Everything really did come up Milhouse
Before ‘The Simpsons,’ Milhouse Was Part of Matt Groening’s Rejected Kids’ Show

Milhouse Mussolini Van Houten has been in the news a lot lately following the announcement that legendary Simpsons voice actress Pamela Hayden is retiring. While the future of Bart Simpson’s best friend is uncertain (hopefully he will avoid getting two spaghetti meals in one day, regardless of whoever is providing the voice), we’d like to take a brief look at his past.

Obviously, Milhouse went on to become one of the funniest characters in the history of the entire show, but his origin story is far from glamorous. Milhouse made his first appearance alongside Bart in a commercial for Butterfinger back in December 1988. This was a full year before The Simpsons even premiered.

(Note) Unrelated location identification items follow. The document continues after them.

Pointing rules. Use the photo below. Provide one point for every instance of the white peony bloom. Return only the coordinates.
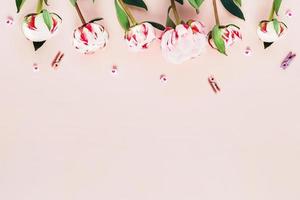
(271, 31)
(185, 42)
(36, 30)
(139, 37)
(229, 34)
(89, 38)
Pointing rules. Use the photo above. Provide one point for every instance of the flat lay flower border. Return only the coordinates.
(180, 39)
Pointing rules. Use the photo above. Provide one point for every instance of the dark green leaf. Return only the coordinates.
(218, 40)
(196, 3)
(122, 16)
(38, 45)
(276, 5)
(137, 3)
(47, 19)
(170, 22)
(231, 7)
(157, 25)
(19, 4)
(238, 2)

To be clear, Milhouse wasn’t a part of the popular Tracey Ullman Show shorts that spawned the commercial, he was purely created to help a massive corporation sell chocolate. And for that reason, it seems as though not a whole lot of thought was put into the design of Bart’s new buddy.

As longtime Simpsons director David Silverman has mentioned in the past, the Milhouse character was actually a leftover design from a rejected Matt Groening project.  After all, why take the time to come up with a whole new character for some candy bar ad? According to Silverman, Groening had just pitched a Saturday morning cartoon show about a group of kids to either ABC or NBC that ultimately didn’t get picked up. “Essentially, it would have been Recess,” Silverman explained.

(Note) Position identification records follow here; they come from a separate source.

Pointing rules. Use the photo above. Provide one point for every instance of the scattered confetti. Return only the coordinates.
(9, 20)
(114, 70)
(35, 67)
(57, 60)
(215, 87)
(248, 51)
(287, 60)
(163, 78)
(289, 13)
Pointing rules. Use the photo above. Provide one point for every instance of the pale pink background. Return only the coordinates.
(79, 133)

Simpsons fans did a little digging and were able to turn up some info about this unproduced cartoon series. As Simpsons fansite Rubbercat pointed out, it seems as though Groening’s pitch was for a show called Melvin’s Inferno. In 1993, Groening told Wizard magazine that it was about a kid named Melvin, “the precursor to Bart,” who he first created back when he was a child himself. Importantly, Melvin was also “SuperMelvin,” a superhero that Groening admitted was just “the same character in a cape.”

Over the years, a number of sketches that appear to be character designs from Melvin’s Inferno have popped up online. We can’t say for sure whether they’re genuine or not — nor can we explain how the character of “Potter” wouldn’t immediately asphyxiate. 

After perusing Groening’s sketches, Silverman and fellow Simpsons director Wes Archer liked one bespectacled character the best, so he was plucked from the brink of pop-culture obscurity and shoved into the Butterfinger commercial. With some slight modifications, of course. 

Come to think of it, the proto-Milhouse looks even more like “The Dud.”